Abstract

The heat transport scaling relationships for fluids heated from within and below are established based on numerical calculations of isoviscous Boussinesq convection at infinite Prandtl number. The internal temperatures scale in a way that is similar to the internally heated case but with an offset equal to the average of the two boundary temperatures, reflecting the underlying temperature structure of bottom‐heated convection. The heat fluxes through the boundaries scale as a linear combination of the end‐member modes of heat transport, consistent with the effects of internal heating on the interior temperature. The boundary layer thicknesses, however, depend on H and Ra in a nonintuitive way. As the internal temperature increases with the addition of internal heating, the upper thermal boundary layer thickens despite the increased temperature drop across the layer (the reverse is true for the bottom boundary layer).
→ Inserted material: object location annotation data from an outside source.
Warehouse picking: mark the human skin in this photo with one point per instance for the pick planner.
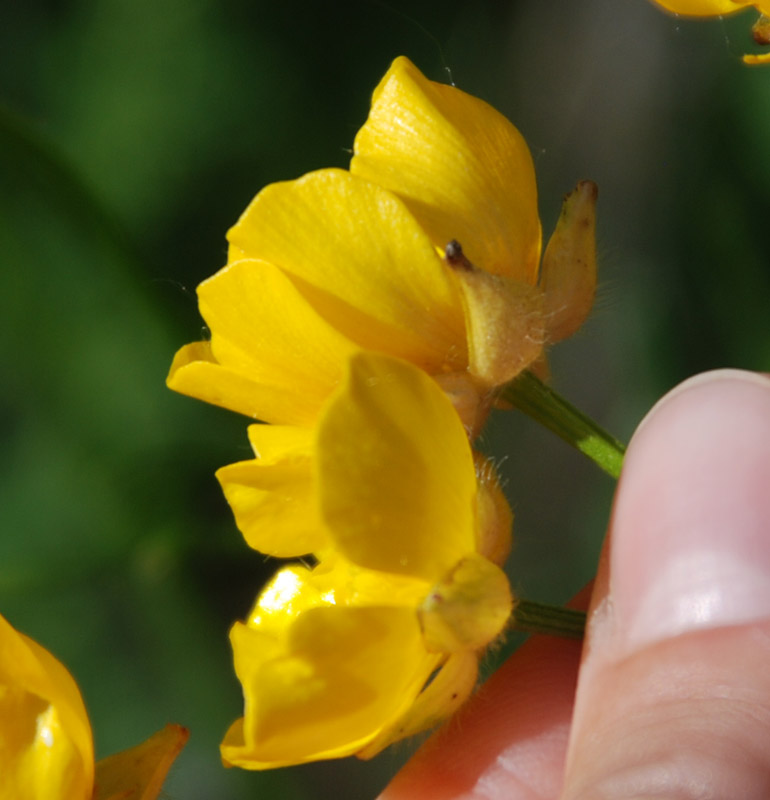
(670, 696)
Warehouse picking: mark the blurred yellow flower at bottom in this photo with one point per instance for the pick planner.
(46, 745)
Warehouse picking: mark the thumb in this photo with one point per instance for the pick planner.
(673, 698)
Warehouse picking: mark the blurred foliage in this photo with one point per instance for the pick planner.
(132, 135)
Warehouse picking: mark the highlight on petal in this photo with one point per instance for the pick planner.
(361, 260)
(271, 356)
(272, 496)
(460, 166)
(396, 480)
(324, 685)
(139, 772)
(46, 749)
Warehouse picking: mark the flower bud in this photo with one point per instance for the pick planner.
(468, 608)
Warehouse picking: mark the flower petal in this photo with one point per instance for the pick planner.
(362, 261)
(460, 166)
(343, 674)
(272, 496)
(139, 772)
(277, 359)
(702, 8)
(46, 749)
(396, 479)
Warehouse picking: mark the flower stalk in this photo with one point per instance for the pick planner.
(529, 394)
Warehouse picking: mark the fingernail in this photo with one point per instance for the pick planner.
(691, 525)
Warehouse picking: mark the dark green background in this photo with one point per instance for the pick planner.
(132, 135)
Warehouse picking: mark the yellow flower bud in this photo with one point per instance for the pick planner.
(467, 608)
(568, 277)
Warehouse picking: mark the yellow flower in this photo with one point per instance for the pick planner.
(428, 249)
(46, 747)
(718, 8)
(380, 640)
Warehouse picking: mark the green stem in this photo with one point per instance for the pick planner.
(529, 394)
(531, 617)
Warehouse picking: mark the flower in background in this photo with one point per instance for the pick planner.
(718, 8)
(380, 640)
(46, 746)
(428, 249)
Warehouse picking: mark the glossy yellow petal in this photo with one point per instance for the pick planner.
(702, 8)
(272, 496)
(139, 773)
(362, 261)
(342, 675)
(447, 691)
(461, 167)
(568, 276)
(395, 473)
(468, 608)
(278, 359)
(506, 325)
(274, 507)
(46, 750)
(276, 443)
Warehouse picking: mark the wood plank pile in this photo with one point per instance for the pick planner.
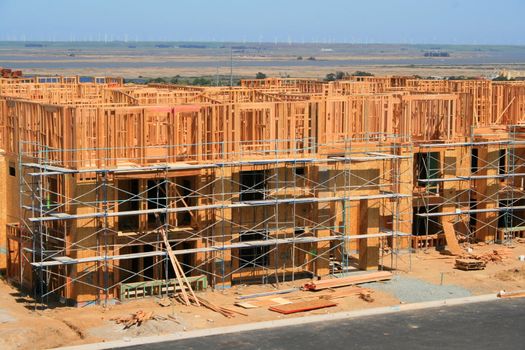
(515, 294)
(470, 264)
(347, 281)
(209, 305)
(496, 255)
(302, 306)
(137, 318)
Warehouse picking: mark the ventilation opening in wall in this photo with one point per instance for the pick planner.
(12, 169)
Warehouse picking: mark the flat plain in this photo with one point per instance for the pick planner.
(310, 60)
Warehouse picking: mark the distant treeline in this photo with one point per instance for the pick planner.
(436, 54)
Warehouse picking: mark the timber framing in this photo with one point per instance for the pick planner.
(275, 180)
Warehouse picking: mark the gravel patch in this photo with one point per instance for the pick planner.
(413, 290)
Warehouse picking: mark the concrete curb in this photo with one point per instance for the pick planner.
(287, 322)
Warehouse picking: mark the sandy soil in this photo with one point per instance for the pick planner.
(23, 328)
(292, 71)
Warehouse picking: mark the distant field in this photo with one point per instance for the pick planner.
(150, 59)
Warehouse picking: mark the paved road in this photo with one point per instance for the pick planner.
(489, 325)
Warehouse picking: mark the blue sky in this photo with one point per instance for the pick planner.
(353, 21)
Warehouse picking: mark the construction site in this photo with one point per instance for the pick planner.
(112, 191)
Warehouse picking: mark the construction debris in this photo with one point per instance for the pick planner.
(136, 318)
(261, 303)
(258, 295)
(346, 281)
(496, 255)
(470, 264)
(366, 296)
(515, 294)
(202, 302)
(302, 306)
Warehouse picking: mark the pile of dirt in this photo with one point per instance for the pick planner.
(516, 274)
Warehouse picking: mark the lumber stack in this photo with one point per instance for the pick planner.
(515, 294)
(470, 264)
(347, 281)
(136, 318)
(302, 306)
(229, 313)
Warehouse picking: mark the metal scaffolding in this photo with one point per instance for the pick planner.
(300, 205)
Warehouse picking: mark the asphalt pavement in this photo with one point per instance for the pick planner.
(488, 325)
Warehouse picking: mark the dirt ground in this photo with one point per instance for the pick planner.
(21, 327)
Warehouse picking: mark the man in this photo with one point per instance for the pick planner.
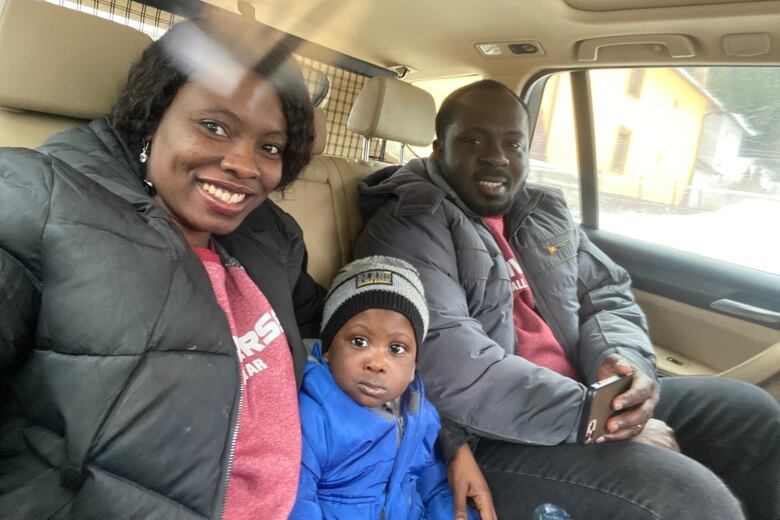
(525, 312)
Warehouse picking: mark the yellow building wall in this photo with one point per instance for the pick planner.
(665, 123)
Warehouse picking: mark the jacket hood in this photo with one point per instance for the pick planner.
(409, 183)
(97, 151)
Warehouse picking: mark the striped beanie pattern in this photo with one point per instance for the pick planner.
(375, 282)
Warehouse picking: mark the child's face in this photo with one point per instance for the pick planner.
(372, 356)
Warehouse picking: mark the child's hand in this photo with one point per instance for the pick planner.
(467, 481)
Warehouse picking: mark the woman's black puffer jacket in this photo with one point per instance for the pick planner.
(119, 381)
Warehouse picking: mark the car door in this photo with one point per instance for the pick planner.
(675, 173)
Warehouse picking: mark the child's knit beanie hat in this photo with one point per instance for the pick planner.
(375, 282)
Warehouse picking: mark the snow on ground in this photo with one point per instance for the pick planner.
(745, 233)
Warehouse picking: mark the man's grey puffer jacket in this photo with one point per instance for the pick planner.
(119, 380)
(466, 360)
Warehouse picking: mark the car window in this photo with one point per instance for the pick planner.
(686, 157)
(553, 153)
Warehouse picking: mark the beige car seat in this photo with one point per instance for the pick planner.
(324, 200)
(60, 68)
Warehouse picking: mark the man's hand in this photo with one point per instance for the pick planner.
(467, 481)
(659, 434)
(637, 403)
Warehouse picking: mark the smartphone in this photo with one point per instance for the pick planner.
(598, 406)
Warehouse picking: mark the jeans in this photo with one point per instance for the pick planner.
(729, 434)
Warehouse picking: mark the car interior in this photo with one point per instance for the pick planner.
(386, 66)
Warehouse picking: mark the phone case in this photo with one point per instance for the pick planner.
(598, 407)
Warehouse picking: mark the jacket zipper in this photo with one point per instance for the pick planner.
(233, 439)
(399, 421)
(539, 301)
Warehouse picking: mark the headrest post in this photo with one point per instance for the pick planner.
(366, 147)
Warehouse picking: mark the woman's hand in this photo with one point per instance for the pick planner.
(637, 403)
(467, 481)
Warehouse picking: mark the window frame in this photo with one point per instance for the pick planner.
(681, 275)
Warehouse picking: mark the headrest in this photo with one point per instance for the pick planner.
(320, 132)
(392, 109)
(59, 61)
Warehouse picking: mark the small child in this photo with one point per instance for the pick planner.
(368, 430)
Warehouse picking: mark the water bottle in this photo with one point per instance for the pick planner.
(550, 512)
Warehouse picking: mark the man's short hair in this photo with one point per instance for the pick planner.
(450, 105)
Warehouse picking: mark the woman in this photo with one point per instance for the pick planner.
(151, 297)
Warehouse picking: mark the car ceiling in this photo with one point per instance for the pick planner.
(438, 37)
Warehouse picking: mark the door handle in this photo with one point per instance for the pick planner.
(743, 310)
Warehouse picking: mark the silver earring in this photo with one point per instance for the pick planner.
(149, 187)
(144, 156)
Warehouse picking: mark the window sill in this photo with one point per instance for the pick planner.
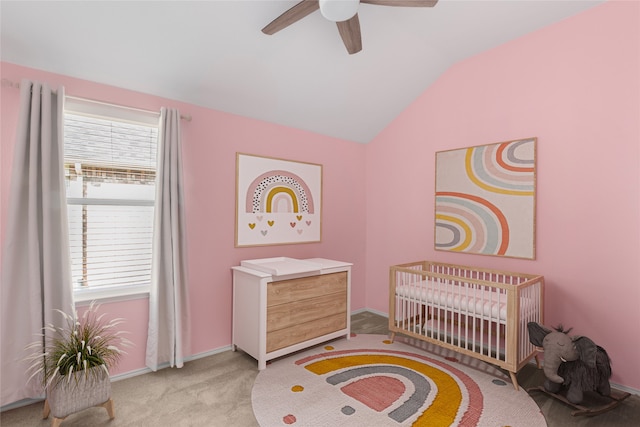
(84, 297)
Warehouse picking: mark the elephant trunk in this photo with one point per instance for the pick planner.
(551, 370)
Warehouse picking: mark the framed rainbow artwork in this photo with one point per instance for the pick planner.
(486, 199)
(277, 201)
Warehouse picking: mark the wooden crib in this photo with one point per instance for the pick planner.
(478, 312)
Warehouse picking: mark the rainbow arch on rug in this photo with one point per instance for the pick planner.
(360, 376)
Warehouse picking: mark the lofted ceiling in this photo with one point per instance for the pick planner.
(213, 54)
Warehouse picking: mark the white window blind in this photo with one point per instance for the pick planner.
(110, 168)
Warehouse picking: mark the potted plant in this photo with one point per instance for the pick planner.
(74, 367)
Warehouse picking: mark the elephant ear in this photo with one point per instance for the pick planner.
(537, 332)
(587, 349)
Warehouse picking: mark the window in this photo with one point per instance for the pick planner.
(110, 169)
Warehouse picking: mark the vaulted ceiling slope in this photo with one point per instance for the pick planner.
(213, 53)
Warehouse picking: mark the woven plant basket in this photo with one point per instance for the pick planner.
(84, 391)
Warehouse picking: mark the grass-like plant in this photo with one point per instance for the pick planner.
(72, 350)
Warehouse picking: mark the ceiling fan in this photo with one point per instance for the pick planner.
(343, 12)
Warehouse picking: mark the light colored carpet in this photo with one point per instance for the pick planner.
(367, 380)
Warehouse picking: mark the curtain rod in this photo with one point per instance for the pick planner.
(8, 83)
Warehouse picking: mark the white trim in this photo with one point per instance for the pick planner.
(83, 297)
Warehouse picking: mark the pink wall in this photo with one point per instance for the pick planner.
(575, 86)
(210, 143)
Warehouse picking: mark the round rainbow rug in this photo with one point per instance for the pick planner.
(369, 381)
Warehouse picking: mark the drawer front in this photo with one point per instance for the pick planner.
(302, 332)
(306, 287)
(291, 314)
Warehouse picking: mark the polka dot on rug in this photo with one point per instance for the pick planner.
(348, 410)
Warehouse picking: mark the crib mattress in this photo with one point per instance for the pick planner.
(478, 304)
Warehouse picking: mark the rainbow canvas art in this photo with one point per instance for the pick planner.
(485, 199)
(277, 201)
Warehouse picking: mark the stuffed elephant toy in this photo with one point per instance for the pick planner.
(574, 362)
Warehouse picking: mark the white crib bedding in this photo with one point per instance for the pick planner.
(480, 304)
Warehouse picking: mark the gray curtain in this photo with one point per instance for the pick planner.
(36, 271)
(168, 334)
This is inconsistent with the idea that the boundary layer thickness is controlled by a stability condition on the local Rayleigh number, which would predict that the boundary layer would thin as the temperature drop increases. Deriving boundary layer thicknesses from the scalings for heat flux and boundary layer temperature drop provides an excellent fit to the model results and reveals the importance of plumes arriving from the other boundary layer in establishing the boundary layer thickness. This suggests that, although widely used, boundary layer stability analysis is not an accurate description of the processes controlling boundary layer thickness in systems with two active boundary layers at moderate Ra.